For a moment I thought Prince Uther would simply drop the books to the floor (and damage them for good measure), but something gave him pause and finally he muttered pentualantly. “We’ll put them back.”

I wandered off to the catalogue room, leaving the boys to return the library to rights. As I searched for this...giant, Ctulwch, I suddenly realised something, this was the first time I’d seen Prince Uther with a companion his own age. He had mentioned Ector, Sir Hector’s son a few times, that was true, but I’d never actually seen him in the company of that particular boy. Prince Uther was usally off somewhere alone, or sulking. I wondered how the two had met, but it was hardly my position to ask, so instead I located the entry for books on Cornish legends - because obviously, a giant was a legend - and finding the correct name I headed to the necessary shelf – which was in an area of the library neither boy had been anywhere near and retrieved it.

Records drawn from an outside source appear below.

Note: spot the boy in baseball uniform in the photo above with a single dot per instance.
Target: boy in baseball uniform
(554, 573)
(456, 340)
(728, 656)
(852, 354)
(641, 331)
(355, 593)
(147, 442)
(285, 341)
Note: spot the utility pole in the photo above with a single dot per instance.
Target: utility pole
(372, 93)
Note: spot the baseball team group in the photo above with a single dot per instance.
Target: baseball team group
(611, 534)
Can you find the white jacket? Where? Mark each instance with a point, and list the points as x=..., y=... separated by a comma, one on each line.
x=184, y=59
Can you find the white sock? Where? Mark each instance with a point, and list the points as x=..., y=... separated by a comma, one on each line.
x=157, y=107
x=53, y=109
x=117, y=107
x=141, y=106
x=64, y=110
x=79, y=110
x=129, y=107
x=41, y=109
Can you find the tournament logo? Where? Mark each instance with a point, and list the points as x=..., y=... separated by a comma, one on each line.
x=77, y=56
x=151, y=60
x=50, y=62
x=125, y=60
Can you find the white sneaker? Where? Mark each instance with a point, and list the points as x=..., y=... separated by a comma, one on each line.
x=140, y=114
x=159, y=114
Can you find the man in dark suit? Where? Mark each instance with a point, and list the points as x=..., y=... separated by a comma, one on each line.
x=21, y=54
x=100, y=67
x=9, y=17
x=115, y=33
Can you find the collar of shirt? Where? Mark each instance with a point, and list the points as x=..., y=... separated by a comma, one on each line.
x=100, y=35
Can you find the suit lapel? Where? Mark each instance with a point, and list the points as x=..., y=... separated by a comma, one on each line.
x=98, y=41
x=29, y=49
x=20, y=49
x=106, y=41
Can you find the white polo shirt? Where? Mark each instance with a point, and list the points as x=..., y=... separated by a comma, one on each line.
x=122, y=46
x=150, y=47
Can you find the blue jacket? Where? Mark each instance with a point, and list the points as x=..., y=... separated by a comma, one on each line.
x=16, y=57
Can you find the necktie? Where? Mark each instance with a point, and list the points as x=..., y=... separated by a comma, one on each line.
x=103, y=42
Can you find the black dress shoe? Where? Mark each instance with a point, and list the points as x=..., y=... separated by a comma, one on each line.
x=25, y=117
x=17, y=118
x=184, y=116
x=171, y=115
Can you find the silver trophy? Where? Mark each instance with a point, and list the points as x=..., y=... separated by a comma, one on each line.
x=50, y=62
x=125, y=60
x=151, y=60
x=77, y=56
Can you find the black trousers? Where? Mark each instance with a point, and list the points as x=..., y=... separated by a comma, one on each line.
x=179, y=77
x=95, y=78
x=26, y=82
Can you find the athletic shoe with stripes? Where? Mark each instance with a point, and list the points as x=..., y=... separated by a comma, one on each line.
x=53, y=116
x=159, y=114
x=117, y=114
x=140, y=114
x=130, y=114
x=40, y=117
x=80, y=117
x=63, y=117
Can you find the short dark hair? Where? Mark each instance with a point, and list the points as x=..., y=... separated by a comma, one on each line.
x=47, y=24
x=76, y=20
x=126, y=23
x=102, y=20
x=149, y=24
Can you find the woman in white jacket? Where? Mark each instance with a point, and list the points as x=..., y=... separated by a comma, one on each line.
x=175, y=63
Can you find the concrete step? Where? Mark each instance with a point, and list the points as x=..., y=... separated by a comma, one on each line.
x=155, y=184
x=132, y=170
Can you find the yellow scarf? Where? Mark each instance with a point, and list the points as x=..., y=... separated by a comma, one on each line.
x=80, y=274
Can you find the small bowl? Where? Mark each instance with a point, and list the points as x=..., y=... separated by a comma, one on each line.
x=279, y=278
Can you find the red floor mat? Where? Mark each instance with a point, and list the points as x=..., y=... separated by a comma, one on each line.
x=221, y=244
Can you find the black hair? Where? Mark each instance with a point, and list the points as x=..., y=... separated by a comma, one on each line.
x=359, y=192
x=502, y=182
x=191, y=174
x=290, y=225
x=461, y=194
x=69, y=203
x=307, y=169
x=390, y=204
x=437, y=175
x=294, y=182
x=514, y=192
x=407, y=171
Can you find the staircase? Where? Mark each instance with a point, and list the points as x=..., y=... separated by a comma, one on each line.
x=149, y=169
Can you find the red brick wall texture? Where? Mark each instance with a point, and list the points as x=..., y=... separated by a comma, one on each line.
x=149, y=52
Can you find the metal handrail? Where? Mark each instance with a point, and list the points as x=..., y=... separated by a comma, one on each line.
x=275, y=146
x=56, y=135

It seems I neededn’t have worried, when I got back to where I’d left Lord Gorlois and the Prince all the books were off the floor and back on the shelf.

“None of them were broken?” I asked, surprised.

“None of the ones I picked up were,” Lord Gorlois assured me, he gave the Prince a look. “None of yours were either, right, Uther.”

Uther gave a shrug. “They looked fine to me.”

Lord Gorlois rolled his eyes and shook his head, then noticed the book in my hand. “Is that it?” He pointed.

“I believe so,” I held the book out to him.

"We'll be careful with it," Lord Gorlois promised me earnestly and after a moment gave the Prince a poke in the side.

"We definitely will," he added with an nod.

I was left utterly speechless. Nobility who treated servants more like equals than lessers? My mind boggled.

The council lasted for around two weeks, during which to I learnt a great deal about military strategy, which at the very least made me believe I could get Prince Uther interested in the idea of attending such Councils when he came of age. For me personally the only interest I found in the meetings was the bettering of my scribing skills and being able to study the personalities of the men who played so much importance in them.

Duke Daedilis was a man of great knowledge and had skills in negoation that put most other men to shame. It was a well known fact that no member of the Pendragon family enjoyed being corrected or interrupted in any manner. The Duke of Cornwall managed to do that and more all the while keeping the King and Royal brothers in fine spirits, they even put aside their habitual sniping at each other!

The Duke's son was also a master at words, I had never seen Prince Uther in such good spirits. I even heard gossip in the kitchens that he had become far more polite them and sometimes even thanked them for their services!

It was against that backdrop then that the council, a great success as it had apparently being every time it was held, came to an end and everyone servant and noble alike I believe was very sorry to see it so.

Indeed, in the coming years I would find myself wishing ferverently that the Duke of Cornwall and Lord Gorlois could have stayed in Camelot permanently.